Sure, there's other ways to write it, the point of the post was Lisp's syntax, not the algorithm I used to demonstrate some features of it. You could write examples like yours in Lisp or Python, too. As well, your examples both slurp the whole file into memory, which mine avoided.
edit: And your C# version is only 24 non-whitespace characters shorter than the Python version, and 20 of those are because you called your variables 'f' instead of 'filespec' and 'w' instead of 'word'. A 4 non-whitespace character difference makes it exceedingly long and verbose? Or are you just advocating 1-letter variable names and avoiding newlines?
The c# version is calling only 4 methods and in C# you obviously have to declare the types.
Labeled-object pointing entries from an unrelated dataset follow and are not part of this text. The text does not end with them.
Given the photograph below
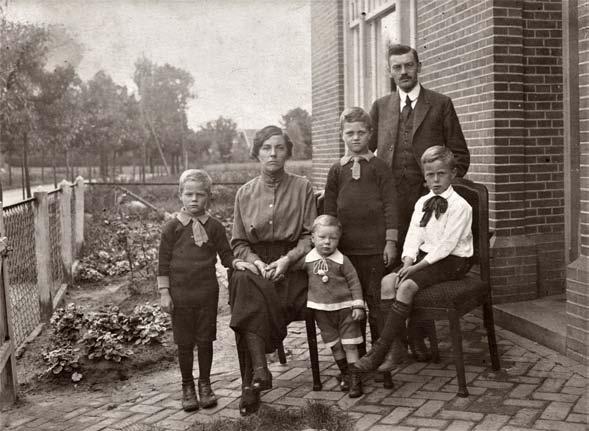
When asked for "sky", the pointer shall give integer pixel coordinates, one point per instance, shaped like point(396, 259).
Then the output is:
point(250, 59)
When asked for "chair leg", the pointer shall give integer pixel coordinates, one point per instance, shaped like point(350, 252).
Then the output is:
point(457, 351)
point(490, 327)
point(281, 354)
point(313, 352)
point(432, 336)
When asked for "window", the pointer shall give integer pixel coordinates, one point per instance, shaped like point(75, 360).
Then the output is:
point(370, 26)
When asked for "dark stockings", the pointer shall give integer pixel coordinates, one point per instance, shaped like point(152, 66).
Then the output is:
point(186, 361)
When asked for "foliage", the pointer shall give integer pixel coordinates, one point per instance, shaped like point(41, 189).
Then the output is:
point(121, 244)
point(64, 360)
point(68, 322)
point(298, 124)
point(106, 334)
point(217, 136)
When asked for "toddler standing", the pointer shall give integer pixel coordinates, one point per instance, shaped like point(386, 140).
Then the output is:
point(336, 296)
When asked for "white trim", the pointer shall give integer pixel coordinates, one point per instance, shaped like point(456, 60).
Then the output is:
point(334, 307)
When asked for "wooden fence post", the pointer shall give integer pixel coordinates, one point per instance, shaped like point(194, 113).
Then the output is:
point(65, 212)
point(43, 255)
point(8, 381)
point(79, 214)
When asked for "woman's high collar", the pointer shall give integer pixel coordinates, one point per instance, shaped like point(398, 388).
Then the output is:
point(272, 179)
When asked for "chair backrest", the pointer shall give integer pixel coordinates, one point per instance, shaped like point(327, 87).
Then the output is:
point(477, 196)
It’s the difference between declarative style versus imperative that I wanted to highlight, obviously Python is more compact than C#, but written in that way it becomes more verbose and more difficult to read and write.
Write something like that in Lisp and let’s see how it compares.
We build a function which gets the file as a string, then tokenizes non-space-character chunks out of it, which are then group-reduced to a histogram hash. We pass the filespec to this function.
I posted this yesterday but deleted it, because grandparent's point wasn't about code golfing but just comparing Lisp and Python syntax.
There is a group-by function in TXR Lisp, but group-reduce is more efficient, because by using it we avoid building the group lists and counting. It's something I invented. Basically it performs multiple left folds in parallel, using the entries in a hash as multiple accumulators. Items from the sequence are hashed to their respective accumulator entry and injected through it. 0 is the initial value for the accumulator when it doesn't exist, functioning exactly like the initial value in a regular fold. (do inc @1) expands to a function which just increments its left argument (the accumulator) and returns it. We cannot use succ because it takes exactly one argument.
group-reduce has an added flexibility in that it doesn't construct a new hash, but takes an existing one as an argument. This adds the (hash) verbosity to the code, since we have to construct the hash ourselves. But with that we could run multiple successive group-reduce jobs that go into the same hash table. Also, the function is spared from having to provide a way to pass through hash arguments for different kinds of hash tables with different options.
The identity argument is needed because group-reduce takes a function that projects the items to keys; in this case the items themselves are the keys so we use identity.
Here is an interactive gist of how to solve the problem succinctly using group-by and then counting lengths:
This is the TXR Lisp interactive listener of TXR 198.
Quit with :quit or Ctrl-D on empty line. Ctrl-X ? for cheatsheet.
1> [group-by identity '(1 2 2 2 3 3 3 3 3 4 4)]
#H(() (1 (1)) (2 (2 2 2)) (3 (3 3 3 3 3)) (4 (4 4)))
2> [hash-update *1 len]
#H(() (1 1) (2 3) (3 5) (4 2))
Easy to follow, and brief, but wastefully conses up lists just for the sake of obtaining their lengths.
> verbose and painful to understand.
Doesn't seem honest. I don't know Python, yet I can understand what that is doing, and might even be able to spot a logic error, if it had one (though not some issue of syntax).